—(Evet öyledir. Delîlimiz, yalnız bu değildir. (Alîye, mü’minlerin emîri olarak selâm veriniz) hadîsi delîldir. Bundan Alînin Peygamber olduğu anlaşılmasa bile, birinci halîfe olmasına diyecek yokdur), dedi.
—Bu hadîs-i şerîf, bizce mevdû’dur. Ehl-i sünnet âlimlerinin “rahmetullahi teâlâ aleyhim ecma’în” kitâblarında, böyle bir sahîh hadîs yokdur, dedim. Düşündü. Birdenbire:
—(Başka bir delîl söyleyeceğim ki, ma’nâsını çevirmeğe imkân yokdur.(Geliniz! Çocuklarınızı ve çocuklarımızı çağıralım!) âyeti delîlimdir), dedi.
—Âl-i İmrân sûresinin altmışbirinci âyeti olan bu âyet-i kerîme, nasıl delîl olur dedim.
—(Necrandan, hıristiyanlar, Medîneye gelip inanmayınca, Resûlullah “sallallahü aleyhi ve sellem” bunlara, (Gelin, içimizden yalancı olana, Allahdan la’net isteyelim) buyurdu. Ve Alî, Fâtıma, Hasen ve Hüseyni alıp meydâna çıkdı. Düâya çıkan, çıkmayanlardan elbet dahâ üstündür), dedi.
—Bu dediğiniz, menkıbedir. Üstünlüğü göstermez. Çünki Eshâb-ı kirâmdan “radıyallahü teâlâ anhüm ecma’în” herbirinin bir menkıbesi vardır ki, başkalarında bulunmaz. Târîh okuyanlar, bunu iyi bilir. Bundan başka, Kur’ân-ı azîmüşşân arabî dil ile indi. Meselâ, iki aşîret arasında harb başlamak üzere iken, biri (Ben aşîretimdeki yiğitleri alıp çıkacağım. Sen de seçilmiş, kahramanlarını alıp çıkmalısın) dese, bu söz, ikisinin de aşîretinde, meydâna çıkanlardan başka, yiğit adam bulunmadığına delil olamaz.
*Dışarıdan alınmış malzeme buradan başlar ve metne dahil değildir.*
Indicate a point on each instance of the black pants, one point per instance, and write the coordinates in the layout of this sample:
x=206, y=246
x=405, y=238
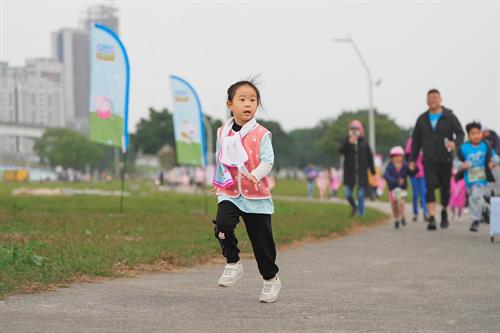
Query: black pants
x=438, y=175
x=259, y=231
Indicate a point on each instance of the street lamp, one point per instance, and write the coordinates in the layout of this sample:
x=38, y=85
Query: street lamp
x=371, y=111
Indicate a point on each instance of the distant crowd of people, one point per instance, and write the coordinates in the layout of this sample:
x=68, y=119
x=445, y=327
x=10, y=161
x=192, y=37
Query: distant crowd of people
x=436, y=156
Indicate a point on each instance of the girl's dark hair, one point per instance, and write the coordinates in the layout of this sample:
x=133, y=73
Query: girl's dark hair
x=472, y=125
x=250, y=82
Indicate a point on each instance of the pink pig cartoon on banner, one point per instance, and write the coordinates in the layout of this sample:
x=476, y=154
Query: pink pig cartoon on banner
x=103, y=107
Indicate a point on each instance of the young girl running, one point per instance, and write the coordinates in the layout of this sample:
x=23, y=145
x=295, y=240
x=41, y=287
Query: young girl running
x=244, y=159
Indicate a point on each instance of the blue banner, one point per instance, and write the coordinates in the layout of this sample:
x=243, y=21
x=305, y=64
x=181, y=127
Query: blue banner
x=190, y=146
x=109, y=88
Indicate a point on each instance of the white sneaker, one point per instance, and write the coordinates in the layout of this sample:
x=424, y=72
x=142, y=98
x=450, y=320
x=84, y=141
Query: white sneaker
x=232, y=273
x=270, y=290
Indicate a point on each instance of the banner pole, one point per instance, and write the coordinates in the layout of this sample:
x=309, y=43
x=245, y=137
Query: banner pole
x=123, y=180
x=208, y=130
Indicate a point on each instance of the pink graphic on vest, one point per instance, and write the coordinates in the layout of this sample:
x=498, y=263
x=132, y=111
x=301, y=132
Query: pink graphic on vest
x=102, y=107
x=242, y=185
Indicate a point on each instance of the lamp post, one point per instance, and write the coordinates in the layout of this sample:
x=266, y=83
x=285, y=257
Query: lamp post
x=371, y=111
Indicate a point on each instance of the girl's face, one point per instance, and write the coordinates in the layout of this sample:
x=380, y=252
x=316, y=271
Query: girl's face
x=398, y=159
x=244, y=104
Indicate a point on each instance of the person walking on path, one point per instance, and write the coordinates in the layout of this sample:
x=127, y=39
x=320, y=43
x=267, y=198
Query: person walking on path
x=418, y=184
x=358, y=159
x=245, y=158
x=396, y=174
x=323, y=182
x=458, y=193
x=476, y=159
x=311, y=173
x=335, y=181
x=437, y=132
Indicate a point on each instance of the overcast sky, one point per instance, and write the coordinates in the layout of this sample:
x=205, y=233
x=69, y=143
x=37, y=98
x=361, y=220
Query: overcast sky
x=411, y=45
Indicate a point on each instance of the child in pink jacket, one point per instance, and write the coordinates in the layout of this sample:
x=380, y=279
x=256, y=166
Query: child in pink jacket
x=458, y=192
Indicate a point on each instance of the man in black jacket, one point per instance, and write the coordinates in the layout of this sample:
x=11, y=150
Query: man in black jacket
x=438, y=133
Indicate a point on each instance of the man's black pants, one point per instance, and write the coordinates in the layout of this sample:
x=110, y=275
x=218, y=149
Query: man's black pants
x=259, y=232
x=438, y=175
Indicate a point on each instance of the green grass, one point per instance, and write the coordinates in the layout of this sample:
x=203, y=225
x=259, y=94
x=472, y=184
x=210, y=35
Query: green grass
x=107, y=131
x=46, y=240
x=188, y=153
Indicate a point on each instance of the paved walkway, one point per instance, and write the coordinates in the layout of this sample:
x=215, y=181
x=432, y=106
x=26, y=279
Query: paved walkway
x=379, y=280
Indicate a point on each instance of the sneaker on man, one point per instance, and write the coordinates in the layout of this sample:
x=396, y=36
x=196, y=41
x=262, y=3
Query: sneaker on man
x=444, y=219
x=431, y=225
x=474, y=226
x=232, y=273
x=270, y=290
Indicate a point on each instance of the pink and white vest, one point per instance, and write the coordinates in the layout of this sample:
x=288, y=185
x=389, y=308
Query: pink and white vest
x=242, y=186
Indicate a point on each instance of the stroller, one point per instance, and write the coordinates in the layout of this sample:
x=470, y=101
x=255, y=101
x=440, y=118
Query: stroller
x=491, y=211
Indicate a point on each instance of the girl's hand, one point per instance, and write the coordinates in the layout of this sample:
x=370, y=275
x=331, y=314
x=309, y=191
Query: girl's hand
x=252, y=179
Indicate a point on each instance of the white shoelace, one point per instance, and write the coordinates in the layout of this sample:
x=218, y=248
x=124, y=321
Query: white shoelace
x=228, y=271
x=268, y=288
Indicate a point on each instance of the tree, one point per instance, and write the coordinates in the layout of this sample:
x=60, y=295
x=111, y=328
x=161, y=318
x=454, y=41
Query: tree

Düâda, akrabâ ve yakınları ile birlikde bulunmak kalbin kırıklığı ve düânın çabuk kabûl olması içindir, dedim.
—(Bu, sevgisinin çokluğunu gösterir), dedi.
—Bu cibillî, tabî’î, yaratılışda bulunan bir sevgidir. İnsanın kendi kendini, çocuklarını sevmesi gibidir. Bunda üstünlük aranmaz, dedim.
—(Başka bir şey dahâ var. Peygamber “sallallahü aleyhi ve sellem” hazret-i Alîyi kendisi ile berâber saymışdır), dedi.
—Sen dahâ, üsûl ilmini ve belki de arabîyi bilmiyorsun! Delîl sandığın (enfüs) kelimesi, cem’i kılletdir. Cem’ olan (nâ) ya bağlanmışdır. Cem’in cem’ karşısında bulunması ise, birlerin binlere bölünmesine sebeb olur. Meselâ bölük bindi demek, bölükdeki erlerin hepsi atlarına bindi demekdir. Birden çok olana cem’ denir. Nûr sûresinin yirmialtıncı âyeti olan (Bunlar onların dedikleri gibi değildir) kelâmında, hazret-i Âişe “radıyallahü anhâ” ile Safvân “radıyallahü anh” bildirilmekdedir.